Bolles Mama jedenfalls hatte eines Tages ob der vorherrschenden patriarchalischen Grundstimmung in der Gesellschaft das Schnäuzchen gestrichen voll. Also hat sie ihre drei Kinder unter den Arm gepackt und in einer Nacht-und-Nebel-Aktion das Weite gesucht. Als Vaddern von der Arbeit heimkam, war er entsprechend baff, of course. Muttern weg, Kinder weg, Wohnung weitestgehend leergeräumt. Das wünscht man ja keinem. Aber so kann’s gehen, wenn man es zu dolle treibt mit dem Patriarchat bzw. es an einem Mindestmaß an Umgangsformen bzw. auch an Kontemplation mangeln läßt.

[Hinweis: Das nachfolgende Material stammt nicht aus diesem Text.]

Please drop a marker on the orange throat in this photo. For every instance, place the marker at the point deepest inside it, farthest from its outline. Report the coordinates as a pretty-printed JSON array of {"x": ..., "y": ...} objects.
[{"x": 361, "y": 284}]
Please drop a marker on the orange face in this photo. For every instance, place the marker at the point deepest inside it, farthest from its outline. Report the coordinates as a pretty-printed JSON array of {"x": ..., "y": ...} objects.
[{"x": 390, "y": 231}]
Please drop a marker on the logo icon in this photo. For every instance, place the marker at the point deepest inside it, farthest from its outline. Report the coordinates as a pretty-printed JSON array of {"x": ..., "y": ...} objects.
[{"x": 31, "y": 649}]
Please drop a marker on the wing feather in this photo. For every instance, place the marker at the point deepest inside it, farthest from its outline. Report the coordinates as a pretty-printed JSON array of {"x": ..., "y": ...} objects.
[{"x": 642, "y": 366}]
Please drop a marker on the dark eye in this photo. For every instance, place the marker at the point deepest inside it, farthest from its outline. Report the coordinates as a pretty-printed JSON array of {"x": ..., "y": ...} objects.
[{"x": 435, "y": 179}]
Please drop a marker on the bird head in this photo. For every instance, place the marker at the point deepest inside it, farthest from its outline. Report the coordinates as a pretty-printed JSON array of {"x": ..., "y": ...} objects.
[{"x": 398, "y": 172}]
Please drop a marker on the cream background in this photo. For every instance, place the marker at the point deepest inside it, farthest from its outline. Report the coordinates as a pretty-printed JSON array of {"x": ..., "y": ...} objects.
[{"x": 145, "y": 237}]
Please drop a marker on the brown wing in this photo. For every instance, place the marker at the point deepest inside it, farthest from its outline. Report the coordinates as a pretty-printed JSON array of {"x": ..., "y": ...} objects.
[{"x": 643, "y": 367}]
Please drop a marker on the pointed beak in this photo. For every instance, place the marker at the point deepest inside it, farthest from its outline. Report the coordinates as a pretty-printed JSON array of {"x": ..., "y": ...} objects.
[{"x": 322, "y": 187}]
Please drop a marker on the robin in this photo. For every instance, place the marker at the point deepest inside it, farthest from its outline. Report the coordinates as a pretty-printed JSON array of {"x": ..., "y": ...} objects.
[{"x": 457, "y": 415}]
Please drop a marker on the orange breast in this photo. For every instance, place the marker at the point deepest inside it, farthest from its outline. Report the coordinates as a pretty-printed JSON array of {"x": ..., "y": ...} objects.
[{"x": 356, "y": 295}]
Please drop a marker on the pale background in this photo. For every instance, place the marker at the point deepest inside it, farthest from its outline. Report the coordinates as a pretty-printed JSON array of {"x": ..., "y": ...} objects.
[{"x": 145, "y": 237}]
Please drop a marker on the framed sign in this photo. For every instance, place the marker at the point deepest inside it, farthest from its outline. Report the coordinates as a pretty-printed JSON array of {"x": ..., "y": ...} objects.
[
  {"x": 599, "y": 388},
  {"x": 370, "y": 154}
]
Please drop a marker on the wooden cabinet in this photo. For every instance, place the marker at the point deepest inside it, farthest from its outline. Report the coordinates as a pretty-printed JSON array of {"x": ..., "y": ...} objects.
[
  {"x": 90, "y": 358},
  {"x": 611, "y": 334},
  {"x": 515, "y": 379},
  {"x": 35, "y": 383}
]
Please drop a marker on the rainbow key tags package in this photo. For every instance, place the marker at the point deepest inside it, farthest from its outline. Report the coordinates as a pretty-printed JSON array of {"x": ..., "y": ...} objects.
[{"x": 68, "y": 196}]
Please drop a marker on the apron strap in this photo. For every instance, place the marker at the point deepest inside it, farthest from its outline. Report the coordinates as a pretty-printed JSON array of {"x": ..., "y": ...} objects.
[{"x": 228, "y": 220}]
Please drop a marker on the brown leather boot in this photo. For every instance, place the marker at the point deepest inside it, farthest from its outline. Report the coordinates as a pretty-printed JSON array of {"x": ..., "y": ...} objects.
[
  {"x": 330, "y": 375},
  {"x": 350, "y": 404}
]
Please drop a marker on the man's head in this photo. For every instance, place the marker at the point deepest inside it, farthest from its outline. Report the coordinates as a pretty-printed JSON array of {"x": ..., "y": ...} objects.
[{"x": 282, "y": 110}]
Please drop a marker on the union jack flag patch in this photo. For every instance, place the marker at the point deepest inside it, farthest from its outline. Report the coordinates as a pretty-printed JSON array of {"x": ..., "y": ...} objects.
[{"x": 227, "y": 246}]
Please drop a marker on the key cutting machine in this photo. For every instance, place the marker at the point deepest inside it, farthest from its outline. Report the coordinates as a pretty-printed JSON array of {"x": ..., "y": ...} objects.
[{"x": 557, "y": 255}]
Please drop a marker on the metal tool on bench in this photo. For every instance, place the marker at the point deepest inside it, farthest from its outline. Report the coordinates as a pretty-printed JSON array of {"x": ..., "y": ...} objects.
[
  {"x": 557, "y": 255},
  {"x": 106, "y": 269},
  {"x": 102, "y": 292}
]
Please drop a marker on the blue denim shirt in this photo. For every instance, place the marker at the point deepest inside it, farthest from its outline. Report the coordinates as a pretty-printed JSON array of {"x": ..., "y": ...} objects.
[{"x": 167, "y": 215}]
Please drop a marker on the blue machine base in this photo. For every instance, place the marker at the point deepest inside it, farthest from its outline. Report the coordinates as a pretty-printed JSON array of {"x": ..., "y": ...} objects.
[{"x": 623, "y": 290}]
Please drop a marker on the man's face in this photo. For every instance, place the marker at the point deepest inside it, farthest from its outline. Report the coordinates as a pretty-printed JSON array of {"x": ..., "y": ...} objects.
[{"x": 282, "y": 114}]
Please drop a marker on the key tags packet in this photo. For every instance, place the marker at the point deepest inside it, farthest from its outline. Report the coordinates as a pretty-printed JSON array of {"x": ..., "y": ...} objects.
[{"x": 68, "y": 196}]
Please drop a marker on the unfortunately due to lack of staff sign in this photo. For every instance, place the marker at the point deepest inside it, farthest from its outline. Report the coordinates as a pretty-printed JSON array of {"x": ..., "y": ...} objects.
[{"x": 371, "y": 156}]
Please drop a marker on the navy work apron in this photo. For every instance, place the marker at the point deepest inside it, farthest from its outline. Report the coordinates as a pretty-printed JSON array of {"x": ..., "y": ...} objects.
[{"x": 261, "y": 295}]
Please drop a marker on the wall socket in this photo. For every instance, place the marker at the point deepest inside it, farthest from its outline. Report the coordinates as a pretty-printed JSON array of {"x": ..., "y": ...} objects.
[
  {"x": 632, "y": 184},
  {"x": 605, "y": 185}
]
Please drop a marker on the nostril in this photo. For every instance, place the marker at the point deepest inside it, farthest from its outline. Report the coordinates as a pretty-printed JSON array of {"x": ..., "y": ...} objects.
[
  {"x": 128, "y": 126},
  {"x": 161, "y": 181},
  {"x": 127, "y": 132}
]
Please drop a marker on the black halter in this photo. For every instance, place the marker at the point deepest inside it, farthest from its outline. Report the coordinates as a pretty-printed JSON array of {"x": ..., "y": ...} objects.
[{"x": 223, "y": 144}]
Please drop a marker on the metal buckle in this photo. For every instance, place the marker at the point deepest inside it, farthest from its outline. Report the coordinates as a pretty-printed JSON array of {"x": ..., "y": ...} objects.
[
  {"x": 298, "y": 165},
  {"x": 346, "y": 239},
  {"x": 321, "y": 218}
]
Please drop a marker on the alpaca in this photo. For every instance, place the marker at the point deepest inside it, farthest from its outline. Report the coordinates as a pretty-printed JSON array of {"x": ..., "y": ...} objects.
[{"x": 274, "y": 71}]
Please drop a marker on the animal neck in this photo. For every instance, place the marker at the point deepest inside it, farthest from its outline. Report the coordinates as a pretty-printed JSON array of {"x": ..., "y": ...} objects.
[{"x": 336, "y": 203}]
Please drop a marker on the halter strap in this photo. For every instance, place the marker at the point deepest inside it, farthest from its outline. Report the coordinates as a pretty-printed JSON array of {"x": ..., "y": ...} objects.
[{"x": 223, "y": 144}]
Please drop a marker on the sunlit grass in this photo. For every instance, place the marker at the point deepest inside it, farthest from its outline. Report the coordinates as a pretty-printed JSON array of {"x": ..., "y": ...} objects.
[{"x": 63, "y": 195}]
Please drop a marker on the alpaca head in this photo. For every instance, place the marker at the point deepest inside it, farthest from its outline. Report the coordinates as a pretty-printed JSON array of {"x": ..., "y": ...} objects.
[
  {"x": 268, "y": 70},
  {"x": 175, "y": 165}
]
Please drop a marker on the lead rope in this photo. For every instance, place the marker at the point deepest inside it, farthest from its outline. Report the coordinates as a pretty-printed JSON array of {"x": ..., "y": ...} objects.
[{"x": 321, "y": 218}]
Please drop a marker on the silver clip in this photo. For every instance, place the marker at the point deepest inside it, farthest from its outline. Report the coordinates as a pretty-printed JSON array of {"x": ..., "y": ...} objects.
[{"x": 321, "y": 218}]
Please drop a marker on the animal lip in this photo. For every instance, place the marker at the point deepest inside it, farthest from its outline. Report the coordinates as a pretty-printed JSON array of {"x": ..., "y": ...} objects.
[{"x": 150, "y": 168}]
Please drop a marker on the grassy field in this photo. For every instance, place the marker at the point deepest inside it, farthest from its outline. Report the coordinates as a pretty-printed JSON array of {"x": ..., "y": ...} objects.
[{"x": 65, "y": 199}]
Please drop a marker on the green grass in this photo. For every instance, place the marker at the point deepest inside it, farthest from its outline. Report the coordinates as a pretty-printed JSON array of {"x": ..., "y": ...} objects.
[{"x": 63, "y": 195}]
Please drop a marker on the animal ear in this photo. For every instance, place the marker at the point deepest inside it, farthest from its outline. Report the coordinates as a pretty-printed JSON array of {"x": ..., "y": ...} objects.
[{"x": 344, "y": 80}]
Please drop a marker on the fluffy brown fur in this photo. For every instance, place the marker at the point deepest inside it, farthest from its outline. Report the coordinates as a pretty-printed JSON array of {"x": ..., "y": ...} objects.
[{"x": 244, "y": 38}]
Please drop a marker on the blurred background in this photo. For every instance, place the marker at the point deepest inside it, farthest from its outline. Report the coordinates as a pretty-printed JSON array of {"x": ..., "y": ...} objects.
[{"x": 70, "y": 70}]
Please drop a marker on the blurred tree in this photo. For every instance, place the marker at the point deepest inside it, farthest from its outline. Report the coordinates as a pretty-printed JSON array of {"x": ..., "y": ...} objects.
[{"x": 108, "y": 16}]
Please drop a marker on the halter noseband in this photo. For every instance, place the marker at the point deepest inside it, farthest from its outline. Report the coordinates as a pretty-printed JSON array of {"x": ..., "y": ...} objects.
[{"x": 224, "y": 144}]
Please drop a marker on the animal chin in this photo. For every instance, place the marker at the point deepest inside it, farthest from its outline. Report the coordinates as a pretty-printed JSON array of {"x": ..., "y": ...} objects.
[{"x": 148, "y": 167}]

Na, und denn – ? (Tucholsky 1930). Dann ging es darum, sich eine Erwerbsarbeit zu suchen, um die Kinder durchzubringen. Ausgestattet mit einem IQ in der Größenordnung von Einstein sollte das ja wohl kein Problem sein. Sollte man meinen. Wenn da nur die Verhältnisse nicht wären. Doch die Verhältnisse, sie sind bekanntlich nicht so (Brecht 1928). Also hat sich Muttern wacker durchgekämpft und für die Kinder – die für sowas seinerzeit noch so rein gar keinen Sinn hatten – streckenweise heimlich auch noch die Krankenkassenbeiträge einbezahlt. „Schneeflöckchen“ jedenfalls – also Leute, die sich bei jedem Pups gleich angepißt bzw. gar „diskriminiert“ fühlen – waren noch nicht en vogue.
Mütter sind schon seltsame Wesen. Rein ökonomisch jedenfalls macht das alles rein gar keinen Sinn. Gleichwohl ist es, wie es scheint, ständige Übung bei den Müttern dieser Welt. Auch wirkt derlei bis in die Gegenwart fort: Da zieht man drei akademische Klugscheißer groß – nur um sich selber das Gefühl zu geben, daß man ja nur über einen schlichten Hauptschulabschluß verfüge – und sich damit selber sehr viel kleiner macht, als man bei nüchterner Betrachtung tatsächlich ist. Als ob es darauf – in welcher Weise auch immer – ankommen würde. „Geist“ – und vor allem auch Haltung – sind wohl das letzte, was Universitäten moderner Prägung zu vermitteln vermögen.
Ein wenig ist es mit dem Muttertag wie mit Weihnachten. Man kann solche Tage weitgehend sinnentleert als „Mitläufer“ verleben – indem man etwa Geschenke verteilt oder Blumen verschickt. Man kann sie gar als Ausdruck „kapitalistischer Konsumlogik“ oder, je nach Gusto, „sozialistischer Propaganda“ schmähen – und sich so in seiner selbstgebastelten Hölle auf Erden häuslich einrichten. Oder man kann den Muttertag zum Anlaß nehmen, einmal mehr ein wenig in sich zu gehen – und das geflissentlich auch zu zeigen. Nichts anderes bedeutet ja ›Kontemplation‹: leben aus der Kraft der Mitte (japanisch Ki bzw. chinesisch Chi). Eines jedenfalls scheint Bolle evident: Sic crustula friatur – wenn der Keks erst mal zerbröckelt ist – dann ist es definitiv zu spät. Also: Lasset die Bräsigkeit fahren, und das Ego gleich mit – und bewegt Euren sprichwörtlichen Arsch. Now! Das aber ist dann doch schon wieder ein ganz anderes Kapitel.